The new 12 Memorial Canal does take in E. Navigation and comes back west along that part of Harrisburg taking it to the route's at Magnolia TC. I was hoping METRO would not have to take that fool turnback on Harrisburg. Had the East Line been built to its logical conclusion at Hobby Airport, that part of Navigation would still have had to have been addressed in some way, I think. A wee bit tricky, but nothing compared to the north of Houston.

If I understand correctly, there has been mass-transit along Canal street for more than a hundred years. That custom continues for years to come.

14 Washington

Taking part of the routing of the current 85 Antoine Limited, the new 14 Washington serves that most hip of intersections, Heights @ Washington.

15 Lyons


Like the 7 Richmond, we have here a route that has a psuedo-branch to a lower-frequency segment of the route: this time we have blue going to green with the green portion taking the very last eastern part of Tidwell east of Mesa TC taking routings of the current 45 Tidwell and the 97 Settegast Shuttle.

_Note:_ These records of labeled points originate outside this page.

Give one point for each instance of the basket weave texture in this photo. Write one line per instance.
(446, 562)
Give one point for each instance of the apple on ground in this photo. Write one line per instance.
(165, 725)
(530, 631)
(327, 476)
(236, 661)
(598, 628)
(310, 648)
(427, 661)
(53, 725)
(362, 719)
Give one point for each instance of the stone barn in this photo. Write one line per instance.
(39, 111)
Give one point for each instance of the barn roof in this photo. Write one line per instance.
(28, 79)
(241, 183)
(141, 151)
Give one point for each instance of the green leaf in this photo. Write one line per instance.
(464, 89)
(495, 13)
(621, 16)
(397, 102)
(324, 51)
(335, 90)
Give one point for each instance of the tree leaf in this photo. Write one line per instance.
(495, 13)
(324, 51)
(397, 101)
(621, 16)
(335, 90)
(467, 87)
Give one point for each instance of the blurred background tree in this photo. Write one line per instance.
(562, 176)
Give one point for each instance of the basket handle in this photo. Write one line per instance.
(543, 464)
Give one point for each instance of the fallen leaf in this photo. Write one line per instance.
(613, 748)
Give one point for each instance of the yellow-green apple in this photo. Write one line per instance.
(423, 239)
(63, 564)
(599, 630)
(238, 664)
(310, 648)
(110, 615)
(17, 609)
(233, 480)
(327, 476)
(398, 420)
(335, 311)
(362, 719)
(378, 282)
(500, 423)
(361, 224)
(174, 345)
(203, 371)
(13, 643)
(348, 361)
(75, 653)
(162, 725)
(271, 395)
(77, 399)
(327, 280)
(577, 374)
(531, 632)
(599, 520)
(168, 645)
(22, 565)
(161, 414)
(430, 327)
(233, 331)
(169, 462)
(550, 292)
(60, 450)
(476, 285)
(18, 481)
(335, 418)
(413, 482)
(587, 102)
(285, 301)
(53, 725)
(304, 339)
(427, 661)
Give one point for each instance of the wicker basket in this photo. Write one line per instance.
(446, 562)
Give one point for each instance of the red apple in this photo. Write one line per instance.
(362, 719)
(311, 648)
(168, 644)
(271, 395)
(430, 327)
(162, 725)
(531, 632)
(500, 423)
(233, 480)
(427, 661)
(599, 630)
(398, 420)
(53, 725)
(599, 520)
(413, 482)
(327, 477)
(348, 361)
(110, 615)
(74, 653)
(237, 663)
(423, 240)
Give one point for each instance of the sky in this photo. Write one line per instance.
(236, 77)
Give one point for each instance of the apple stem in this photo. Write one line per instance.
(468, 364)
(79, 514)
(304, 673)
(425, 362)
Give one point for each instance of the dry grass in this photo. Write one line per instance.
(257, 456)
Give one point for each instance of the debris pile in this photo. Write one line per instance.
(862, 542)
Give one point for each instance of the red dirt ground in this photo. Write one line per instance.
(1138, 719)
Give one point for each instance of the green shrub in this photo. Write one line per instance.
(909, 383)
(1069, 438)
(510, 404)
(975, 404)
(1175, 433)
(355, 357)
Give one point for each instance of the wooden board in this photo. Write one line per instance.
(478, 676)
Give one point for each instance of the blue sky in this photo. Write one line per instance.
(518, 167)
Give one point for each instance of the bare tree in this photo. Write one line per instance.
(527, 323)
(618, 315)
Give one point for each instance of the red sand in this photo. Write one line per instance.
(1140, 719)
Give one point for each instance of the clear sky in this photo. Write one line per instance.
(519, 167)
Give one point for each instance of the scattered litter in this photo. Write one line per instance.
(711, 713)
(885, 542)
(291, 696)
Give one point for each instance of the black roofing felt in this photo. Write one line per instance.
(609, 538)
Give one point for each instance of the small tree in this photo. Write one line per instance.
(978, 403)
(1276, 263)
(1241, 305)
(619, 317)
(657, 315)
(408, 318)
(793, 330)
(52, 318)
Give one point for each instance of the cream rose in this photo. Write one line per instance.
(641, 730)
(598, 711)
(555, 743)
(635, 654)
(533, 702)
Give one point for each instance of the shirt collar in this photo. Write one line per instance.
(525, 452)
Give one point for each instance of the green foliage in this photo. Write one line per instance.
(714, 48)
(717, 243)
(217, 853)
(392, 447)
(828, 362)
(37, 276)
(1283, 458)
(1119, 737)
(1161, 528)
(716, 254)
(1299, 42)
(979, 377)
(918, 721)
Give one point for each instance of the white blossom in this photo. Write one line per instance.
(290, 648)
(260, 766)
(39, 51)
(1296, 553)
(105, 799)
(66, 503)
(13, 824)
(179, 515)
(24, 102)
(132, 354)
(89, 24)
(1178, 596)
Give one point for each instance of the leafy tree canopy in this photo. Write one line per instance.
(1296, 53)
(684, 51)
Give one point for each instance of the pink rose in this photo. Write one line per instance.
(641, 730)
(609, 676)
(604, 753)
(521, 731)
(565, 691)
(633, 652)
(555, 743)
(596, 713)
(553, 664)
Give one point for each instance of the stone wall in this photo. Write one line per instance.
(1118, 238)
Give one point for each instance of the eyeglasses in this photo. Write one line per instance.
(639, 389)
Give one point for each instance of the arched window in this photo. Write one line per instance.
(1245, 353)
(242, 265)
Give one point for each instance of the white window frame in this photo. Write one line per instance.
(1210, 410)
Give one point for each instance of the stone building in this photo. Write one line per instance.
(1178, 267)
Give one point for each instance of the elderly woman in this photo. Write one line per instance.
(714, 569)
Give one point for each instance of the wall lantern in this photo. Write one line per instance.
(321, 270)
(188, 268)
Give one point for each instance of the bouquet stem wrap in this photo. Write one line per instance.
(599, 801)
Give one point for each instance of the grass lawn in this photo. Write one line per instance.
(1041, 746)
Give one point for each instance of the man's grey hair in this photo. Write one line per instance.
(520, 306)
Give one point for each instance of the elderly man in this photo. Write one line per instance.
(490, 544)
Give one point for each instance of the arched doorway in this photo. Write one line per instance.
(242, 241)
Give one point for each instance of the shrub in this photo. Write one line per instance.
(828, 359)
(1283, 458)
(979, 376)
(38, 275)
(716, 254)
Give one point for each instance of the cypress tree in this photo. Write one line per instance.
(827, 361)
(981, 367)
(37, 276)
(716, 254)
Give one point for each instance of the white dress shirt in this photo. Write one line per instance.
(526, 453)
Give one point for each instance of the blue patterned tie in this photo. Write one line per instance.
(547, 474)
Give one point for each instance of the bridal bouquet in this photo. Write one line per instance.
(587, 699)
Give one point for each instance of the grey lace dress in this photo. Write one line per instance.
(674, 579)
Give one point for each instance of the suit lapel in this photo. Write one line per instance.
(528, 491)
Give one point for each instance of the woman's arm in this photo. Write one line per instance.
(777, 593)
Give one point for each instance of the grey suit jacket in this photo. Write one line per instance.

Yes, the current 45 Tidwell will be no more. More on this when we get to the Tidwell routes proper. 348 Food Bank Shuttle, 30 Clinton (Fifth Ward/Denver Harbor TC branch), a tiny bit of 11 Nance, and the 80 Lyons. It is not clear from the map whether this route services the Houston Food Bank.

Here is an example of how METRO had to do routings to avoid as many at-grade railroad crossings as possible: Wayside @ McCarty being one of many in our system that brought down the number of bus-railroad-track crossings in the re-imagined system over our current system by thirty percent.

And for the first time ever, perhaps, the whole of Lyons is served by one bus route. Just looking at this route, though, makes my head hurt for the METRO planning team who had to do a lot of thought-work on all these northeast routes. How to handle these green and blue routes was about 90% of the work our agency put into this Draft map and continues to put into the coming Final map.